Selon les informations rapportées, la Prison centrale de Mbanza-Ngungu accueille près de 800 détenus pour une capacité initiale d’environ 150 détenus. L’épidémie de choléra qui y a sévi a causé 11 décès sur plus de 70 cas recensés. Ces chiffres montrent l’ampleur de la crise et l’urgence d’une réponse coordonnée.Un cachot n’est pas conçu pour accueillir durablement un grand nombre de personnes, encore moins en période de crise sanitaire.

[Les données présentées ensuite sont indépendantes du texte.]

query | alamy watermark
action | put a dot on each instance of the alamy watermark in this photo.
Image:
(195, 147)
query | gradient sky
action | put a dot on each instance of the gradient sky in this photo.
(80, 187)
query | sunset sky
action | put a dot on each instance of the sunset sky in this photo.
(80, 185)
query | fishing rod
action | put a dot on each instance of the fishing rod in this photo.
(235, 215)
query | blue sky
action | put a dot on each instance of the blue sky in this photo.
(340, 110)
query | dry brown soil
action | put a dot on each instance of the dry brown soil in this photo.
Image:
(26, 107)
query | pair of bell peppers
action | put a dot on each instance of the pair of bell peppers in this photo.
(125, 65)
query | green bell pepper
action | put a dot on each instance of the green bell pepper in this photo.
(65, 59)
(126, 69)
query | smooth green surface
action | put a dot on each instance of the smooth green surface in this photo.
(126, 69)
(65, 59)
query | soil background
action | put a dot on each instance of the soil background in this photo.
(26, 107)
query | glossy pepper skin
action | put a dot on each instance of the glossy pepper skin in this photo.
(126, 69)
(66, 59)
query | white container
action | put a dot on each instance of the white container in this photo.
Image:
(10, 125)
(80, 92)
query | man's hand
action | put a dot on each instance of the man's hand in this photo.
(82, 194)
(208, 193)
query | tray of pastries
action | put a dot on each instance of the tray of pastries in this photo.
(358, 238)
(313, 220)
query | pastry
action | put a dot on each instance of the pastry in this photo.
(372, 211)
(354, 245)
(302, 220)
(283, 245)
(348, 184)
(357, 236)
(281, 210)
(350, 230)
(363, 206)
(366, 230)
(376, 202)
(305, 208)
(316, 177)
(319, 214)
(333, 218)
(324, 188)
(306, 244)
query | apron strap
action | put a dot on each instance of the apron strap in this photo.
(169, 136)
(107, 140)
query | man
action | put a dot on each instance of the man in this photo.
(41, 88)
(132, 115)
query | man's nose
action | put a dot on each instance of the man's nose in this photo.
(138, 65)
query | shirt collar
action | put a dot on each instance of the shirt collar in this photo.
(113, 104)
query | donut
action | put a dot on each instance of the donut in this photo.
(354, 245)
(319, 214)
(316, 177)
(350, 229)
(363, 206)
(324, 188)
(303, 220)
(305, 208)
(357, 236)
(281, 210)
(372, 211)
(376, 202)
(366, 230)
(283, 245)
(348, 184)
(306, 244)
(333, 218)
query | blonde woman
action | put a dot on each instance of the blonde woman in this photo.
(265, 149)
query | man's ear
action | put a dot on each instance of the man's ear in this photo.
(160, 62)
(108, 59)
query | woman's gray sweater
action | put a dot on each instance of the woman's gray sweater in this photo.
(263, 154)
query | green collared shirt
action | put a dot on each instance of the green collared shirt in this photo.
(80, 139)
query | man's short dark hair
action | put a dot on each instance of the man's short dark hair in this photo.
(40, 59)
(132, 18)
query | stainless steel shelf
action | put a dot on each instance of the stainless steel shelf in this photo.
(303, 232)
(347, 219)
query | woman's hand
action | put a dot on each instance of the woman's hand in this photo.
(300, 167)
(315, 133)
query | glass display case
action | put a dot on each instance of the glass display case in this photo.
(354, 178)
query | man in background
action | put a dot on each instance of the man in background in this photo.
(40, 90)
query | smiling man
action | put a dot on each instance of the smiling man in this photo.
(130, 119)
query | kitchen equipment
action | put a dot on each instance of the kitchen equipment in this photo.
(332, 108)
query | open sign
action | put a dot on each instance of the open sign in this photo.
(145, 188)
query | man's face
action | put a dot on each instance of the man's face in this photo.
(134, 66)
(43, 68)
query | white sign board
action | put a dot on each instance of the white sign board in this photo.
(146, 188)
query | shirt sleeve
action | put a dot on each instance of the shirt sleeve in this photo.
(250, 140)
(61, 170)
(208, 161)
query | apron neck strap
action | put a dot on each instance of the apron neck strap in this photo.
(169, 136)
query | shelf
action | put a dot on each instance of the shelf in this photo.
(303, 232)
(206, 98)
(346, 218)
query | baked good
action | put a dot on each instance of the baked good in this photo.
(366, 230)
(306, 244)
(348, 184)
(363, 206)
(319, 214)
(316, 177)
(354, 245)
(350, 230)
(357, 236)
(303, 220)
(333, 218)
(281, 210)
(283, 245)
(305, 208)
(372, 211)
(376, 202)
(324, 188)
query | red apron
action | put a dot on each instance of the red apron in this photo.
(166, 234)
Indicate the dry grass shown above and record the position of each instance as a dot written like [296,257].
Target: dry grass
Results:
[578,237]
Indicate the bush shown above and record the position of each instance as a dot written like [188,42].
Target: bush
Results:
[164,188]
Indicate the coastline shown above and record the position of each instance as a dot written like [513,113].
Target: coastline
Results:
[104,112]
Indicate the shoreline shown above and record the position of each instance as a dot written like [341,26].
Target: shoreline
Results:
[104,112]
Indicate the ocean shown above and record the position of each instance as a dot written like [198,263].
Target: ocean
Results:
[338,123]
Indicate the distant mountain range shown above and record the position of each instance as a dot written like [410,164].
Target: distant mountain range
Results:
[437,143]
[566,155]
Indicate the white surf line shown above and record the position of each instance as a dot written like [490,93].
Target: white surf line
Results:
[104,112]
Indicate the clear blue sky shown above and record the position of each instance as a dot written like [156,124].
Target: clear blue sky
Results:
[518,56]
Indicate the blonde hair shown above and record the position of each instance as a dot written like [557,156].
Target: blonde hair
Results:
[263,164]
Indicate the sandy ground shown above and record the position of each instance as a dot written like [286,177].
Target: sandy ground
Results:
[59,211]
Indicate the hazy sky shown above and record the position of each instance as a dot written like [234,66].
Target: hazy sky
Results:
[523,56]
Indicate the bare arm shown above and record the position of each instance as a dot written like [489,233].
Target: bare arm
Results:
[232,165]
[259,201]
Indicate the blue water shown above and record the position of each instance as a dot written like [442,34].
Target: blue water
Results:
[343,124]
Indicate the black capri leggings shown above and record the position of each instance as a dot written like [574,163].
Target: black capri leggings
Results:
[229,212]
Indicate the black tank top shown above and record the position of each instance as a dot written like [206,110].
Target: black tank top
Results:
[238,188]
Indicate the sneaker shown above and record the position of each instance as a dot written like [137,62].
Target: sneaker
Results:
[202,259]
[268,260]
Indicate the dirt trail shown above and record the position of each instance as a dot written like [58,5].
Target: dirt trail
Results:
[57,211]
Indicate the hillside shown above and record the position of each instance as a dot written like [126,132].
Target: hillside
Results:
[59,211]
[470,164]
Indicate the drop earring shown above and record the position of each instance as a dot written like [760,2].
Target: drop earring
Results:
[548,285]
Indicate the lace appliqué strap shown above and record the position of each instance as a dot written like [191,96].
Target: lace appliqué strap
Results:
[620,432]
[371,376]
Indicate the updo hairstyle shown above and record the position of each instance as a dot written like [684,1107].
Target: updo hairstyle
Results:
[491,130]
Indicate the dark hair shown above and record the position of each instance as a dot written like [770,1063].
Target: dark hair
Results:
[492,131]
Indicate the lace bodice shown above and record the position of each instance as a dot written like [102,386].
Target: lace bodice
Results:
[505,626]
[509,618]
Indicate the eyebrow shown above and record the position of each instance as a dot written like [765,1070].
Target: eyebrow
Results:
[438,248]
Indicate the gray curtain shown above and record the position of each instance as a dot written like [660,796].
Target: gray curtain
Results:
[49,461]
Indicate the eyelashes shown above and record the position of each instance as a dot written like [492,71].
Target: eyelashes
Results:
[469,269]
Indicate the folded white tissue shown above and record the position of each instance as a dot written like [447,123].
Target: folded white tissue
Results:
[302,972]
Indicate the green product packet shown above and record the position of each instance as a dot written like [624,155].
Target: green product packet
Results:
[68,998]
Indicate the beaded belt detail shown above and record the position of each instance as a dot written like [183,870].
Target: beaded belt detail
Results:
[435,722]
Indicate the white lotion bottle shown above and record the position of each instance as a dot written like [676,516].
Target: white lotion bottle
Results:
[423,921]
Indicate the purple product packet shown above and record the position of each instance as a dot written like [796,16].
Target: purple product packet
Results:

Actuellement, les détenus, les policiers, les familles et les communautés sont exposés aux maladies, aux mauvaises conditions d’hygiène, aux tensions et à la lenteur dans le traitement des dossiers. Le risque d’évasion reste élevé dans ces conditions.Par ailleurs, la communauté ngungoise a salué le passage de Madame l’Avocat général à la Prison centrale de Mbanza-Ngungu, qui a permis la libération de certains détenus après des auditions individuelles. Bien qu’importante, cette démarche doit être poursuivie, renforcée et étendue à toutes les personnes détenues dont les dossiers méritent un examen rapide.Mbanza-Ngungu appelle les autorités à agir sans délai pour :
📌 désengorger le cachot du camp GD ;
📌 accélérer l’examen des dossiers judiciaires ;
📌 libérer les personnes détenues pour des faits mineurs ou sans dossier solide ;
📌 garantir l’accès aux soins, à l’eau potable et aux mesures d’hygiène ;
📌 renforcer la lutte contre le choléra dans les lieux de détention ;
📌 mettre en place une communication claire avec les familles ;
📌 trouver une solution sûre, légale et encadrée pour éviter la surpopulation des cachots.
La sécurité publique ne doit pas se faire au détriment de la dignité humaine. Toute personne détenue conserve ses droits, sa famille et sa communauté. Face à ce qui se passe à Mbanza-Ngungu, le silence n’est pas une option.